En başta ABD ve AB, Maduro yönetimini kötü ekonomik yönetim ve krizin baş sorumlusu olarak suçlamakta; ancak ABD'nin ve Avrupa Birliği'nin ülkeye yıllardır yaptırım uyguladığı ve caydırıcı, cezalandırıcı politikalarla ekonomideki bu çöküşe ortak olduğu da bir gerçek. AB'nin ve ABD'nin uyguladığı ambargo, muhalefete olan desteğinin yalnızca sözde kalmadığı ve kışkırtıcı araçlar kullandığı gerçeği, Latin Amerika'nın diğer ülkelerine sıçramasından ciddi anlamda çekindiği sosyalizm söylemi ve Maduro'nun liderliğinin devamı halinde ülkenin yaşayacağından endişe ettiğini belirttiği ekonomik, siyasi ve sosyal krizler tehdidi, Venezuela'nın yaşadığı çöküşün yalnızca ülkedeki siyasi mekanizmalara değil hala büyük ölçüde bölgesel hegemonlara bağlı olarak derinleştiğini göstermektedir.
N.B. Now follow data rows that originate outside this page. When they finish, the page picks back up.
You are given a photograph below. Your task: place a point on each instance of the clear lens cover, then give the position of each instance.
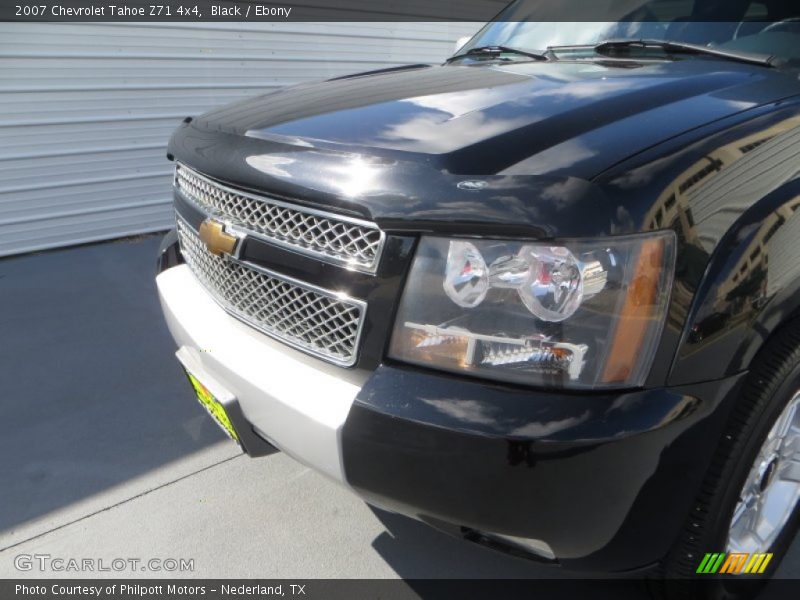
(584, 314)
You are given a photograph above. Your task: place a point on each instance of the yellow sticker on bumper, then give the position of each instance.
(214, 408)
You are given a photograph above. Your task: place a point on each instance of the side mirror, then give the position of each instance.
(461, 42)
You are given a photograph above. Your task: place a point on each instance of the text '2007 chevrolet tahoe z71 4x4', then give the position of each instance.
(545, 296)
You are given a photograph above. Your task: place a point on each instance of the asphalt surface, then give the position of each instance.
(106, 454)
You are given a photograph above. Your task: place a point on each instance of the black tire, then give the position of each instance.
(773, 381)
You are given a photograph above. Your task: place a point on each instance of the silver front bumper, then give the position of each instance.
(299, 403)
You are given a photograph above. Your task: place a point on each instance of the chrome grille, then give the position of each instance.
(308, 318)
(357, 244)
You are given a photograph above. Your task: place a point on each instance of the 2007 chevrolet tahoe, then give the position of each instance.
(544, 296)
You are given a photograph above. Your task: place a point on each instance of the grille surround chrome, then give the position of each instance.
(271, 286)
(345, 241)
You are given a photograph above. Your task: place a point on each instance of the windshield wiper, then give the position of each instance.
(609, 48)
(496, 51)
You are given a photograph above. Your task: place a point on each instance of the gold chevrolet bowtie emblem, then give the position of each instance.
(216, 240)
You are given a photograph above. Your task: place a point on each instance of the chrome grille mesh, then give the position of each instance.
(319, 323)
(338, 239)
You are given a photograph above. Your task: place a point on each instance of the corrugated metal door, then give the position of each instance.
(86, 109)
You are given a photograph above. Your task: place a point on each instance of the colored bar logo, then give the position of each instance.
(735, 563)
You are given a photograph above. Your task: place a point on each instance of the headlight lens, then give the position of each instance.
(584, 314)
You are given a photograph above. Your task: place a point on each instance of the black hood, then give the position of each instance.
(477, 148)
(520, 118)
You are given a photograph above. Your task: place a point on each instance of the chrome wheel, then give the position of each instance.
(772, 488)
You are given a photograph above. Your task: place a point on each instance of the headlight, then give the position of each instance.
(584, 314)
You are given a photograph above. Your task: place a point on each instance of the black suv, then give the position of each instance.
(544, 296)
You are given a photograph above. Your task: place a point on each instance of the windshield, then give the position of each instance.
(765, 27)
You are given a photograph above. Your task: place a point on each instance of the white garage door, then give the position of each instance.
(86, 109)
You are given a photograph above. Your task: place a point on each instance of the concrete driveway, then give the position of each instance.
(106, 454)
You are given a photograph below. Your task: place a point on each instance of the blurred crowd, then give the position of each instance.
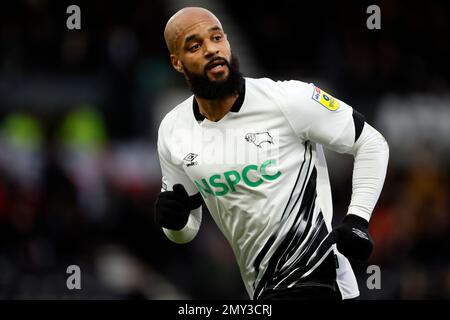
(79, 171)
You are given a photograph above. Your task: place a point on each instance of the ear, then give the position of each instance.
(176, 63)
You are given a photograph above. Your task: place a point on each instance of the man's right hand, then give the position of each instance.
(172, 208)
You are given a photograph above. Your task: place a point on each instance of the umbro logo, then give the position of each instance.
(258, 138)
(360, 234)
(189, 159)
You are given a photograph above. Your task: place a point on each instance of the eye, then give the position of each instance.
(194, 47)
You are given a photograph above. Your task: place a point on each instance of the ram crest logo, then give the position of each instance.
(258, 138)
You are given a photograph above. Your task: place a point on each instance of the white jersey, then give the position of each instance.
(262, 174)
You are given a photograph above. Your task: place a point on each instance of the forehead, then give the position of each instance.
(199, 25)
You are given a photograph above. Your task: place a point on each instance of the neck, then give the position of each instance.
(214, 110)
Ülkedeki gelir dağılımının adaletsizliğini, yolsuzluk iddialarını, kurumların bağımsızlığının sağlanmamasını, baskıcı ve otoriter sosyal politikaları reddetmek nasıl ki imkansızsa ve halkın bu durumu protesto etmeye ve değişim istemeye hakkı ne ölçüde büyükse, ABD'nin ülkedeki siyasi, ekonomik ve toplumsal tüm çıkmazlardaki rolünün büyüklüğü de o ölçü de vurgulanmalıdır.

Bu açıdan yapılacak tüm analizlerin, otoriter lider, baskıcı yönetim, çökmüş ekonomi okumasının yanı sıra dış müdahalelerin ülkedeki zorluğu nasıl perçinlediğini de içermesi önem teşkil etmektedir.